Algeria is waiting for an apology for France’s colonial occupation of the North African country, Algerian President Abdelmadjid Tebboune said on Saturday last week, expressing hope that French President Emmanuel Macron would build on recent conciliatory overtures.
A global re-examination of the legacy of colonialism has been unleashed by the killing of unarmed African American George Floyd on May 25 by a white police officer, which sparked mass protests around the world.
“We have already had half-apologies. The next step is needed ... we await it,” Tebboune said in an interview with news channel France 24.
Photo: EPA-EFE
“I believe that with President Macron, we can go further in the appeasement process ... he is a very honest man, who wants to improve the situation,” Tebboune added.

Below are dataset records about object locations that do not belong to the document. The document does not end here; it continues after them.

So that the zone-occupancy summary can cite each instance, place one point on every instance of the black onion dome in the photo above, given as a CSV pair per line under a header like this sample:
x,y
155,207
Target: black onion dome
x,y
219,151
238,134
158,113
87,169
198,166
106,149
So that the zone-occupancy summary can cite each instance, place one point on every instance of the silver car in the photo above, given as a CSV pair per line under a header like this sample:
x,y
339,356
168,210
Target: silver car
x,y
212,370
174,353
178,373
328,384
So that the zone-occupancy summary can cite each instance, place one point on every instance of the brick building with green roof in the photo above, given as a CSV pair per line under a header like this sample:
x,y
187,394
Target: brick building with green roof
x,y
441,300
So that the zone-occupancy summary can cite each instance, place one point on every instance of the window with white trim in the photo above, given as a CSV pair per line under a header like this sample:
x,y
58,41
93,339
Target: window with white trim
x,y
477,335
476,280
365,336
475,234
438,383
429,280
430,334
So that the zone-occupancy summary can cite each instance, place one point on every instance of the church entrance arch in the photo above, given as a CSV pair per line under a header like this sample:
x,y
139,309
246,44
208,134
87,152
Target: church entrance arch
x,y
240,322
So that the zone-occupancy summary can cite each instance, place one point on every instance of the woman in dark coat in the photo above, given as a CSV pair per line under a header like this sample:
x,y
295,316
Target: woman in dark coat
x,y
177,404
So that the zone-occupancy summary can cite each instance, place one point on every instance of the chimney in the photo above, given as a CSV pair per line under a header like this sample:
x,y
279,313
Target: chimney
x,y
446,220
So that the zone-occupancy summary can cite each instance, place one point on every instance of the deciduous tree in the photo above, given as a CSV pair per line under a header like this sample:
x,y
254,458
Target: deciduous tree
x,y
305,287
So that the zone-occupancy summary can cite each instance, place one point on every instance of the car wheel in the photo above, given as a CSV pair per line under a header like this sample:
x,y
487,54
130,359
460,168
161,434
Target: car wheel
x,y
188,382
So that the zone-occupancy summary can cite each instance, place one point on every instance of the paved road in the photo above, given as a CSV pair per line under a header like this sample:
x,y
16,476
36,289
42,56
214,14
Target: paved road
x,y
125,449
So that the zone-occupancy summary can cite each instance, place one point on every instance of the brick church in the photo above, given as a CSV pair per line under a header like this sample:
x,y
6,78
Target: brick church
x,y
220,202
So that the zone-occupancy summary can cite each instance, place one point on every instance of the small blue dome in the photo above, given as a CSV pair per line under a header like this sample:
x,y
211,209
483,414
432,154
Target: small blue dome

France’s 132 years of colonial rule in Algeria and the brutal eight-year war that ended it have left a legacy of often prickly relations between the two countries.
In what has been seen as a thaw in ties, Algeria on Friday received the skulls of 24 resistance fighters decapitated during the colonial period.
According to media reports, the skulls were laid to rest in the martyrs’ section of El Alia cemetery in Algiers yesterday — the 58th anniversary of Algeria’s independence.
An apology from France would “make it possible to cool tensions and create a calmer atmosphere for economic and cultural relations,” especially for the more than 6 million Algerians who live in France, Tebboune said.
In December last year, Macron said that “colonialism was a grave mistake” and called for turning the page on the past.
During his presidential election campaign in 2017, Macron created a storm by calling France’s colonization of Algeria a “crime against humanity.”
UN High Commissioner for Human Rights Michelle Bachelet has urged countries to make amends for “centuries of violence and discrimination.”